Seeking remedies for the shortage
A debate about the severity of the physician shortage is ongoing, but there is consensus that addressing the shortfall will require a multifaceted approach. It’s also accepted that simply creating team-based care models incorporating nonphysician providers won’t suffice. Likewise, the fast-track training pathways, such as the integrated residencies in some surgical and non–primary care specialties, will help alleviate the shortage — but not anytime soon.

“We’re making inroads into addressing the shortage, but the numbers are going to be impressive, so we have to continue to work on this,” Dr. Singh said.

The approach that holds the greatest potential for reducing the shortage, many physician organizations, training program leaders, and policymakers maintain, is to increase the number of government-funded graduate medical education (GME) training spots to better reflect the increasing and aging U.S. population. Recently crafted legislation, the Resident Physician Shortage Reduction Act of 2017, calls for an additional 15,000 Medicare-supported residency positions over the next five years.
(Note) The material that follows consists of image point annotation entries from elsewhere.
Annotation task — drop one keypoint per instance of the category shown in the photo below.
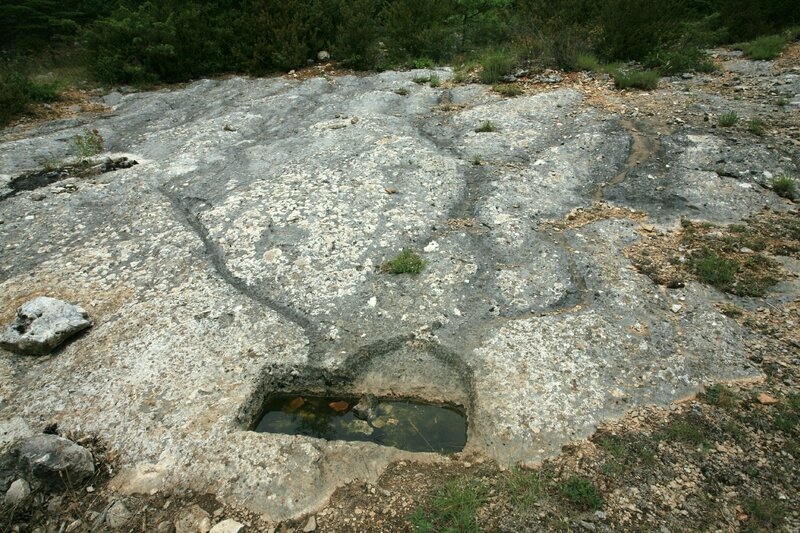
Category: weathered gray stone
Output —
(117, 516)
(54, 461)
(42, 324)
(18, 492)
(311, 525)
(228, 264)
(228, 526)
(194, 519)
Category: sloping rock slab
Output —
(42, 325)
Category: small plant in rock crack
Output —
(728, 119)
(785, 186)
(406, 262)
(87, 145)
(487, 127)
(757, 126)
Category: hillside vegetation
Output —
(147, 42)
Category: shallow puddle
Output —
(411, 426)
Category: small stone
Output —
(193, 520)
(18, 492)
(228, 526)
(42, 324)
(54, 505)
(54, 460)
(117, 516)
(766, 399)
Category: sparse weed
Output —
(87, 145)
(454, 507)
(526, 489)
(757, 126)
(636, 79)
(726, 120)
(406, 262)
(721, 396)
(582, 493)
(785, 186)
(507, 89)
(487, 127)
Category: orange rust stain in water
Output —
(339, 406)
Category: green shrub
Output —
(406, 262)
(784, 186)
(357, 36)
(588, 62)
(497, 64)
(18, 93)
(636, 79)
(768, 47)
(726, 120)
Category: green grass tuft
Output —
(406, 262)
(636, 79)
(507, 89)
(582, 493)
(454, 508)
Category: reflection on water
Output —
(412, 426)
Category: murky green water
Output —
(411, 426)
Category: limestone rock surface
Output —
(43, 324)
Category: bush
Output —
(768, 47)
(18, 93)
(496, 64)
(636, 79)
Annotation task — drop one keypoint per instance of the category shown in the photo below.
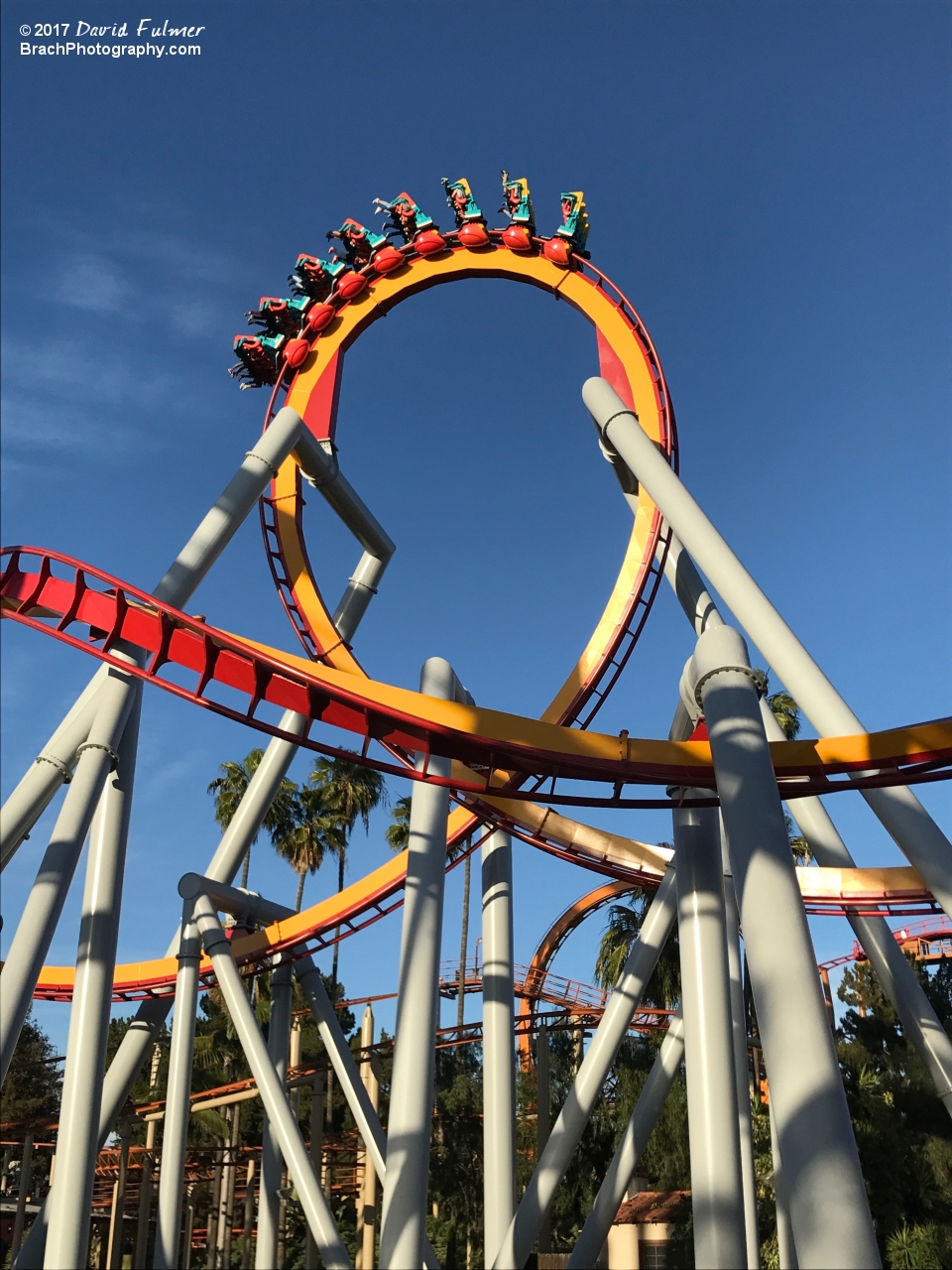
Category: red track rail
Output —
(119, 612)
(616, 654)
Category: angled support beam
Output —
(594, 1070)
(742, 1076)
(898, 982)
(631, 1148)
(716, 1173)
(178, 1096)
(404, 1220)
(293, 1144)
(498, 1055)
(900, 812)
(829, 1206)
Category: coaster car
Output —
(358, 243)
(461, 202)
(315, 277)
(404, 216)
(517, 202)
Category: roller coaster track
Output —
(495, 754)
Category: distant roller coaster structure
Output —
(722, 772)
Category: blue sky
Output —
(769, 183)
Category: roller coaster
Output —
(722, 772)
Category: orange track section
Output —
(494, 751)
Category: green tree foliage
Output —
(31, 1093)
(348, 792)
(624, 926)
(399, 828)
(904, 1139)
(315, 834)
(785, 711)
(229, 789)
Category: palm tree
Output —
(230, 789)
(399, 832)
(624, 926)
(312, 834)
(347, 792)
(399, 839)
(785, 711)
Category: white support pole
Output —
(829, 1206)
(895, 974)
(404, 1220)
(268, 1197)
(904, 817)
(180, 580)
(611, 1193)
(77, 1141)
(46, 901)
(785, 1247)
(740, 1061)
(178, 1110)
(716, 1175)
(589, 1082)
(353, 1087)
(51, 769)
(273, 1096)
(367, 1198)
(37, 788)
(897, 978)
(498, 1029)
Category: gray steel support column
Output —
(897, 978)
(178, 1103)
(255, 802)
(404, 1218)
(785, 1248)
(24, 1183)
(611, 1193)
(188, 571)
(272, 1162)
(248, 1218)
(898, 811)
(589, 1082)
(37, 788)
(238, 498)
(361, 589)
(51, 769)
(276, 1103)
(150, 1016)
(343, 1061)
(740, 1062)
(543, 1120)
(498, 1030)
(36, 929)
(829, 1207)
(895, 974)
(716, 1175)
(77, 1141)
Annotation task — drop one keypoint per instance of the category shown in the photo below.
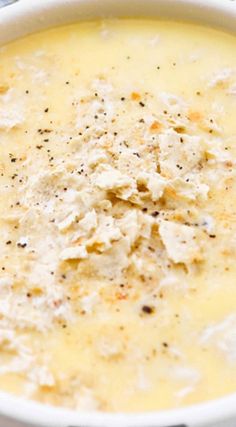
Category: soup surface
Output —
(118, 215)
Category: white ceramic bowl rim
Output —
(25, 17)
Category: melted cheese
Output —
(117, 215)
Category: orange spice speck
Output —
(155, 126)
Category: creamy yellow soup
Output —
(118, 215)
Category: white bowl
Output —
(26, 16)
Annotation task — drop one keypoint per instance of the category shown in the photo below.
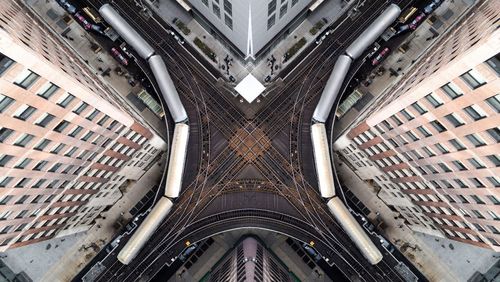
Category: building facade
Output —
(431, 144)
(66, 146)
(249, 25)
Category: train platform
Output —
(439, 259)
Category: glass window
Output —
(452, 90)
(473, 79)
(5, 133)
(75, 131)
(45, 119)
(5, 63)
(494, 102)
(61, 126)
(476, 182)
(25, 162)
(26, 79)
(419, 108)
(5, 102)
(459, 165)
(4, 159)
(283, 9)
(494, 133)
(424, 131)
(475, 112)
(23, 140)
(48, 90)
(457, 144)
(475, 140)
(493, 62)
(42, 144)
(494, 159)
(477, 164)
(24, 112)
(494, 181)
(407, 114)
(434, 100)
(442, 148)
(93, 114)
(455, 120)
(438, 126)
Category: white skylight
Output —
(250, 88)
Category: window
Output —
(5, 181)
(444, 167)
(24, 112)
(473, 79)
(42, 144)
(78, 110)
(494, 159)
(58, 148)
(75, 131)
(61, 126)
(5, 63)
(438, 126)
(457, 144)
(442, 148)
(421, 110)
(493, 199)
(452, 90)
(228, 21)
(45, 119)
(4, 159)
(23, 140)
(283, 9)
(477, 164)
(5, 102)
(71, 151)
(407, 114)
(412, 135)
(39, 166)
(55, 167)
(271, 21)
(271, 7)
(48, 90)
(475, 140)
(455, 120)
(424, 131)
(93, 114)
(216, 9)
(25, 162)
(494, 133)
(87, 136)
(459, 165)
(494, 181)
(475, 112)
(494, 102)
(434, 100)
(476, 182)
(5, 133)
(23, 182)
(66, 100)
(493, 62)
(26, 79)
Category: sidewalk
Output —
(431, 255)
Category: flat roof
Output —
(250, 88)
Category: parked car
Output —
(119, 56)
(416, 22)
(67, 6)
(83, 21)
(380, 56)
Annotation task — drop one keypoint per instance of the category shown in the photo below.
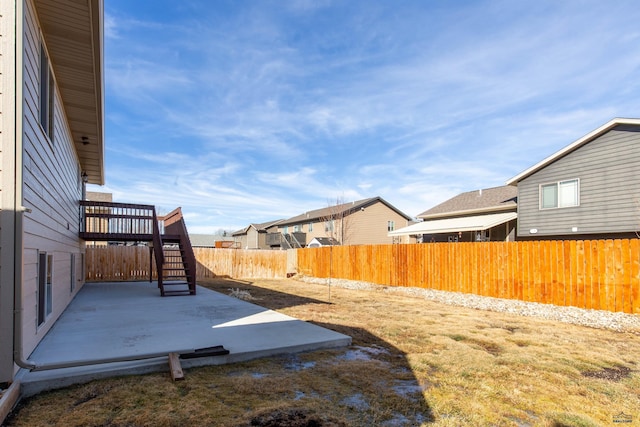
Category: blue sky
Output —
(247, 111)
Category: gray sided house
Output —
(475, 216)
(362, 222)
(254, 236)
(51, 144)
(588, 190)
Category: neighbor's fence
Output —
(116, 263)
(241, 264)
(595, 274)
(598, 274)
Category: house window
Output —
(562, 194)
(47, 87)
(45, 286)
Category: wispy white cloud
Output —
(254, 111)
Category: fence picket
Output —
(596, 274)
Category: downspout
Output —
(18, 209)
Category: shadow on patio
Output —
(130, 319)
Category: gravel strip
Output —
(620, 322)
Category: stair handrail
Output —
(284, 238)
(174, 224)
(293, 236)
(157, 247)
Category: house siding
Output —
(370, 225)
(52, 188)
(363, 227)
(608, 168)
(7, 217)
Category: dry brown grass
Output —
(412, 362)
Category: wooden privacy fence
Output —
(597, 274)
(241, 264)
(594, 274)
(116, 263)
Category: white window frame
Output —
(45, 287)
(560, 202)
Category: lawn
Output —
(412, 362)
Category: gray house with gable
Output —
(588, 190)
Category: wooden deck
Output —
(166, 237)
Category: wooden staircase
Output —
(175, 262)
(177, 266)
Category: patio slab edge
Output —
(33, 383)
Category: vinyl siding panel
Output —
(7, 167)
(51, 189)
(608, 169)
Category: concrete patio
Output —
(131, 320)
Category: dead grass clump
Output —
(611, 374)
(293, 418)
(241, 294)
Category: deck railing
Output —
(117, 221)
(174, 225)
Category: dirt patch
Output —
(292, 418)
(610, 374)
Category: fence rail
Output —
(594, 274)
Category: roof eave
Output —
(79, 74)
(573, 146)
(511, 206)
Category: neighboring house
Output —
(590, 189)
(254, 236)
(52, 143)
(362, 222)
(475, 216)
(318, 242)
(204, 240)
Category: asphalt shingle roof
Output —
(485, 200)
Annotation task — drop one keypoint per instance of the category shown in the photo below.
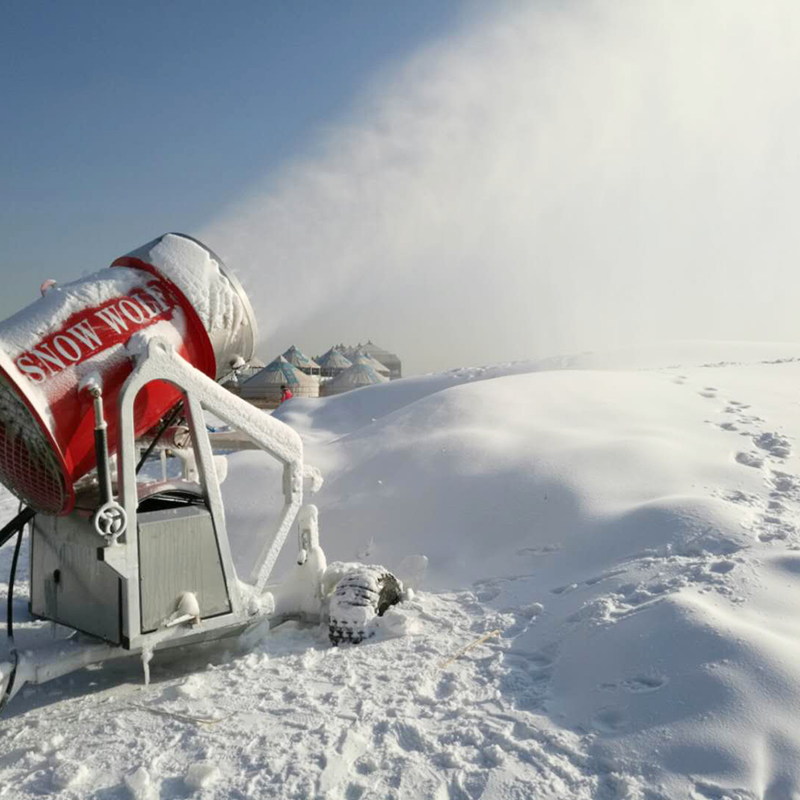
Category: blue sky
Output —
(124, 120)
(461, 182)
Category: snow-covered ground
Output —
(628, 524)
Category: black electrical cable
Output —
(164, 425)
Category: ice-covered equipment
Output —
(124, 361)
(173, 287)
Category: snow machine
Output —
(97, 377)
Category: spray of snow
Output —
(553, 177)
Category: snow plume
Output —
(552, 177)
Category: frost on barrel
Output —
(47, 349)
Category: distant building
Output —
(359, 375)
(297, 358)
(389, 360)
(333, 363)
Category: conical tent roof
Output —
(333, 359)
(274, 374)
(360, 374)
(298, 358)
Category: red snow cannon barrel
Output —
(173, 287)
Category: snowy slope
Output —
(631, 533)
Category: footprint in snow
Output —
(750, 459)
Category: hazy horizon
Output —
(547, 179)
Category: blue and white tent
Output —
(265, 386)
(333, 363)
(297, 358)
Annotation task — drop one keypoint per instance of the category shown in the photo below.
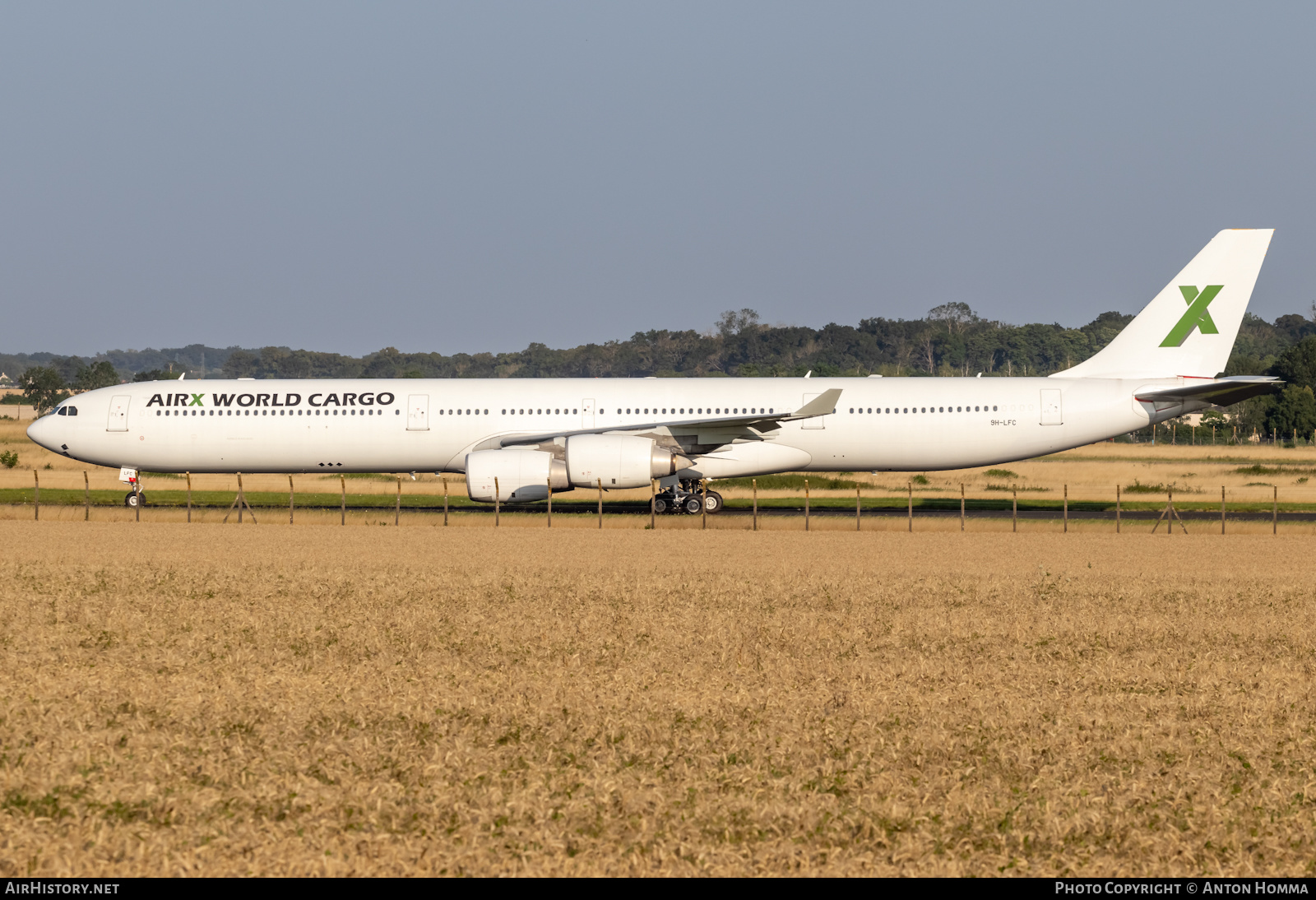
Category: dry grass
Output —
(271, 700)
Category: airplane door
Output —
(1052, 407)
(418, 412)
(118, 414)
(818, 421)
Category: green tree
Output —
(96, 375)
(43, 387)
(1298, 364)
(153, 375)
(1295, 408)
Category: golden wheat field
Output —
(191, 699)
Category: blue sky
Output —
(478, 177)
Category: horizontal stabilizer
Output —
(1217, 391)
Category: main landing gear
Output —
(686, 498)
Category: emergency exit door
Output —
(118, 414)
(418, 412)
(1052, 407)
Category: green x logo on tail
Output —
(1197, 318)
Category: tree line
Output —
(951, 340)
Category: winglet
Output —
(822, 404)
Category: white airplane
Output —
(517, 440)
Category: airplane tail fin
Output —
(1189, 329)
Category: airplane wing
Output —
(822, 404)
(1219, 391)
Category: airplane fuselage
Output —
(392, 425)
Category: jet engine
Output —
(513, 476)
(619, 461)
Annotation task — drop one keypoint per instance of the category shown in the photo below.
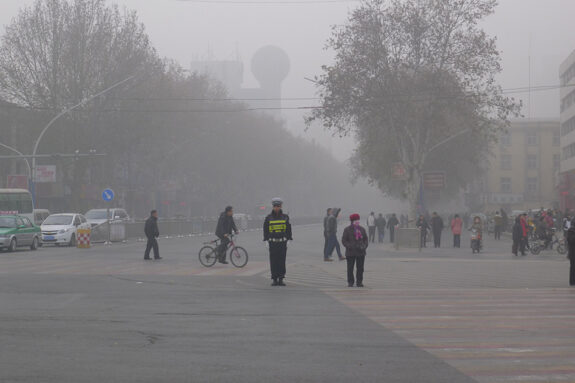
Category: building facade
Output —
(567, 180)
(524, 170)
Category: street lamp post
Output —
(22, 155)
(58, 116)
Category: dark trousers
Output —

“There will be a significant workforce shortage under all likely projections, and the most effective solution will be to train more physicians,” Dr. Orlowski said.

The American Medical Association, a longtime proponent of increasing the number of medical residency slots, is intensifying its efforts. The AMA’s SaveGME campaign, an initiative urging Congress to protect federal funding for GME, encourages residents to get involved by writing to their elected officials and educating patients on the role that trainees play in care access.

The AMA also recently urged the Centers for Medicare and Medicaid Services (CMS) to modify requirements that new residency programs meet stringent criteria within five years to continue qualifying for an appropriate GME funding level, to allow programs in underserved or economically depressed areas more time to get established.

Omar Maniya, MD, MBA, an AMA board member and emergency medicine resident in New York City, said that the five-year period is unrealistic in some cases. “The current five-year deadline for developing new residency programs in underserved areas before a cap is placed on the amount of Medicare funding they can receive is not effective,” he said. “We will urge CMS to give institutions the time they need to identify qualified, willing teaching partners to create residency programs … to meet the needs of patients in underserved areas.”